Looks great! I love the texture on that wood.


----------



## AlmostHuman (Jul 10, 2011)

Perfect .


----------



## Shawn (Aug 5, 2011)

Thanks for the love. 
The branch was half alive and half dead (dark areas). The internet taught me that manzanita darkens naturally if it dies while still in the ground (won't darken if you cut a piece off) so I was stoked to find this fork.


----------



## philly (Jun 13, 2010)

Stout looking fork, beautiful contrast, well done Shawn.
Philly


----------



## AJW (Apr 24, 2011)

That piece of wood never looked better, really like what you have made.

Al


----------



## CHANEKE_JOSH (Feb 10, 2010)

wooooow!!! BEEEIIIIUUUUTEEEIIIFULLL!!!

awesome work!!


----------



## e~shot (Jun 3, 2010)

I like it


----------



## bj000 (Jul 21, 2011)

so perfect.


----------



## Xidoo (Aug 14, 2010)

Shawn,
Very nice natural. I love the colors and contrast of this wood. This is the first one, I just wonder how the number 50 would look like. Nice job and please keep sharing with us.


----------



## bj000 (Jul 21, 2011)

Xidoo said:


> Shawn,
> Very nice natural. I love the colors and contrast of this wood. This is the first one, I just wonder how the number 50 would look like. Nice job and please keep sharing with us.

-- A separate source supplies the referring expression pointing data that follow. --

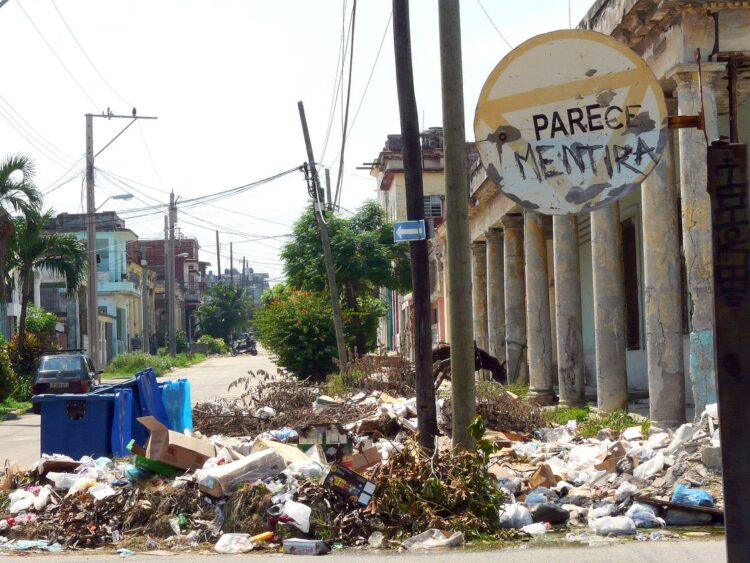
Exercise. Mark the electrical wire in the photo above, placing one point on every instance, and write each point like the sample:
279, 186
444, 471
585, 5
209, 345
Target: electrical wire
493, 25
348, 100
85, 93
83, 51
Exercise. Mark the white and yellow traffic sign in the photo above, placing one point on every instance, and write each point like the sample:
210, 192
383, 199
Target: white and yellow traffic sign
570, 121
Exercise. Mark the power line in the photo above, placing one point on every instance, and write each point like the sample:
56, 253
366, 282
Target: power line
49, 46
73, 35
493, 25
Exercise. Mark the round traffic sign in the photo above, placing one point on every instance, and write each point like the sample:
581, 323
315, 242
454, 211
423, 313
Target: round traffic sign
570, 121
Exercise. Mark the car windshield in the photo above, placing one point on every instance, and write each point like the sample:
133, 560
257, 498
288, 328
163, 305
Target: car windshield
61, 364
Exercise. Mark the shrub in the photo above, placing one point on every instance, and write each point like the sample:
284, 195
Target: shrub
215, 345
133, 362
7, 376
25, 365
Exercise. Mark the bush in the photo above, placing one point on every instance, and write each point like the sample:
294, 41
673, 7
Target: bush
133, 362
40, 322
7, 376
215, 345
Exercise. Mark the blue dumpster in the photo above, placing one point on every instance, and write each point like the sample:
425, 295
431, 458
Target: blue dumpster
76, 425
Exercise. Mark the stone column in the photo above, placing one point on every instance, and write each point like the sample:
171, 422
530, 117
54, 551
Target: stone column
495, 294
696, 225
568, 311
515, 298
663, 295
609, 309
479, 292
538, 330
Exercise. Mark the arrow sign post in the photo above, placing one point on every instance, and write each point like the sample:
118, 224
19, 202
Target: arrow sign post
405, 231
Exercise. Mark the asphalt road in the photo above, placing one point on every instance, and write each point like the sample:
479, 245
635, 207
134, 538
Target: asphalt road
20, 440
629, 551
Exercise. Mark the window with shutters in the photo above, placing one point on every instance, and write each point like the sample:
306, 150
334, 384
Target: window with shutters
433, 206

i agree.. it is really really nice.
really.

trade me your next one or your tenth if you prefer.


----------



## Dayhiker (Mar 13, 2010)

That is an exceptionally pretty piece of wood and you more than did it justice. One for the books!


----------



## shawnr5 (Feb 16, 2011)

Good job with a beautiful piece of wood.


----------



## monoaminooxidase (Jun 20, 2011)

Now that is pretty! Congrats for making your fist ss and such a nice one at that!
The scenery just adds to the beauty of the picture.


----------



## Aras (Apr 2, 2011)

I wish I had wood like that in my place...


----------



## Bob Fionda (Apr 6, 2011)

Manzanita is beautiful and communicates force. Great, I love it.


----------



## NaturalFork (Jan 21, 2010)

That came out great! I am jealous!


----------



## Shawn (Aug 5, 2011)

This goes without saying but I'll say it anyway - I never would have been able to get the little guy done like i did without reading many posts and looking at even more photographs. It was looking at all the great work you folks put out that inspired me to give it a try. Just finished #3 - antler natural with wrapped leather handle - will shoot it for the first time tomorrow at Gavin's BD party.


----------



## bj000 (Jul 21, 2011)

whoa number three!


----------